Building your first mobile app? Don’t waste time, Firebase provides drop-in authentication, and much more.

I jumped into iOS app development a few months ago thinking I could turn my idea around in 6 months and have it published to the App store.  Not so much, I spent the first month just learning the ins and outs of Swift & Xcode.  Mastery complete, I started building out the interface and immediately realized I needed a comprehensive authentication solution.  How hard could this be?

My first thought was something like “forget backend servers, I’ll just store everything in UserDefaults”, Apple’s local user storage (the user’s default database on the device).  This is as ridiculous as it sounds if you understand iOS development.

Lack of encryption aside, this didn’t jive well with the architecture my app requires.  I wasted a solid 10-15 hours writing parts of this only to finally succumb to the realization that this was just not a good idea.  I either needed to devote a significant amount of time/effort to this or find a better solution.  Imagine my frustration, I have this awesome (subjective?) app idea and I’m literally sitting here, writing code for a homegrown IAM (identity & access management) solution, which is not actually what my app is about…

I started looking around and found a few different options.  For the purposes of this post, let’s just say that I became familiar with both the Amazon Web Services (AWS) solution, ‘Cognito’ and Google’s mobile app suite, ‘Firebase‘.  I was relieved to find these solutions as they offer a lot, databases, storage, authentication, analytics, etc…. Having used both of them, I have a preference for Google’s Firebase and the rest of this post is dedicated to that wonderful product.  Trust me, it can save you significant time if you are just getting into iOS/Android app development.

Bapsule Login Page

 

 

 

A few things I was thinking about early on surrounding authentication/security, in no particular order:

  1. New user registration
  2. Login/Authentication
  3. Password Reset
  4. Ability to capture the user’s current authentication state
  5. Scalability
  6. Hands-off (i.e. I want to be responsible for zero backend servers/services)
  7. Secure/Reliable
  8. OAuth 2.0 for Facebook/Google integration.

 

 

 

 

 

In the back of my mind, I knew somehow this would need to include a real-time database and file storage but I wasn’t sure how this would tie together yet.  If you haven’t figured this out, I am following the Code and Fix development methodology, Cowboy coding if you will.

Enter Google’s Firebase, literally a drop in SDK for authentication and so much more.  You can see my login page to the right, as for the code behind the scenes, let’s take a look at the ViewController.

Viewcontroller showing Firebase authentication integration.

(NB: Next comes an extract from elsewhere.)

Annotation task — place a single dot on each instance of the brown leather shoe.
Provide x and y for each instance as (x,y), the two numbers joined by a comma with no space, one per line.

That is a basic login page using Firebase, in its entirety.  There is another page for registration and password resets but they similarly use existing SDK functions and require little more than passing in a few variables.

I’m not diving into everything here, I added some simple textfield validation, check out Firebase for a complete walk-through but I want to point the simplicity of this solution. Once you go the initial setup/integration of Firebase (via CocoaPods)  you just collect the username and password on your login page and pass them through to Firebase:

Passing through variables for authentication

In this scenario I segue the user to my homepage if the login was successful, this just demonstrates the incredible simplicity of the solution and how to integrate into your next mobile app.  Google also offers drop-in OAuth 2.0 solutions for Facebook, Google, or Twitter if you want to integrate those login methods as well.

Bonus, you can leverage the Auth state listener to capture and subsequently act on events like:

  • When a user is signed in
  • When the current user is signed out
  • When the current user changes

As simple as:

Integrating the Firebase auth state listener

Firebase solidly handles everything I was looking for in terms of user management, scalability, hands-off, and reliable solution.  Equally as important,  now that I have integrated Firebase into the app, I have unlocked the rest if the Firebase gems, something for another post later.

The dashboard/backend for Firebase is very intuitive and easy to integrate with Google’s other Cloud solutions, in my case, I was looking for a low-cost cold storage option for user-uploaded files and I found it here.  Don’t reinvent the wheel, focus on your app/idea and let someone else handle these core functions.  Hope this helps.